In regular practice I'd say 2/3 in my group would hit point right, even on my best, tightest groups they'd all be slightly point right. I only paper tuned once and I'm sure there's slight mechanic issues I can improve on


----------



## APD (Nov 16, 2008)

consistent grip and anchor point are two that commonly show themselves in the paper.


----------



## T-dubs-42 (Sep 8, 2015)

APD said:


> consistent grip and anchor point are two that commonly show themselves in the paper.


Ya I definitely struggled to get consistent my first month or so of shooting, always improving my mechanics


----------



## bowdude (Aug 11, 2019)

I am of the same school as middle fork, over spinning is something to be concerned with if you shoot a long bow or even a recurve, but shooting a compound with a fall away rest and a release aid is not a thing to be concerned about.

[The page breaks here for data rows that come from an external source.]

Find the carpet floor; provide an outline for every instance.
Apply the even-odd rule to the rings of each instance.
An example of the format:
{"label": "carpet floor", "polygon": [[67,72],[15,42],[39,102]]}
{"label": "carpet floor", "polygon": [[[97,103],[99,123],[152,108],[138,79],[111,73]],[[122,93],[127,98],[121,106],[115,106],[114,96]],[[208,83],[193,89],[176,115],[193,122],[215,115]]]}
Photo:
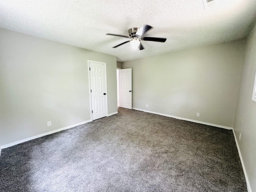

I have been shooting and building my own arrows for decades and I have never found an issue with an over spined arrow. For what it is worth, I build my arrows for the game I am hunting. i.e. antelope, I want something fast made for long distance. For mule deer and elk, I like something a little heavier. I am interested in accuracy. I shoot a fixed blade cut on contact blade (Muzzy Buzz cuts) so penetration has never an issue. I am shooting 65 lbs out of my hunting rig at a 30 inch draw. My arrow weight is 368 grains and my hunting blade is a muzzy 100 grain buzz cut. The arrow completely passes thru everything. My F.O.C. is 12%. Get yourself a computer program that will allow you to build arrows on line so you can play with different combinations. After you settle on the combination, then purchase the components, build the arrow and go shoot it to see if it will do what you are expecting. It is not that difficult and certainly a lot more satisfying.


----------



## AF CYN (Mar 19, 2009)

I think it is wise to consider the various tuning elements and form elements that may be affecting your accuracy. I agree that you should punch in some numbers and see what type of arrow you should shoot, so you maximize the tunability of your setup. Good luck!


----------



## KineKilla (Jan 28, 2011)

Did you nock tune or spine index those arrows? If not, that may be causing inconsistent tears from one arrow to the next. The other factor that is much harder to fix is form.

I have a friend (new to archery) that is using that same bow to learn with. His specs are different from yours in that he's a 30" draw at 66lbs. He gets constant nock right tears. When I shoot that bow at his settings, the tears are almost perfect...form.

As far as speed, weight, etc. you should really focus on the kinetic energy and momentum your arrows have. Speed contributes to that of course but it's only one factor in the equation.

Typically a heavier arrow will yield a higher KE even at slower speeds. If you're worried about penetration that's what I'd look for.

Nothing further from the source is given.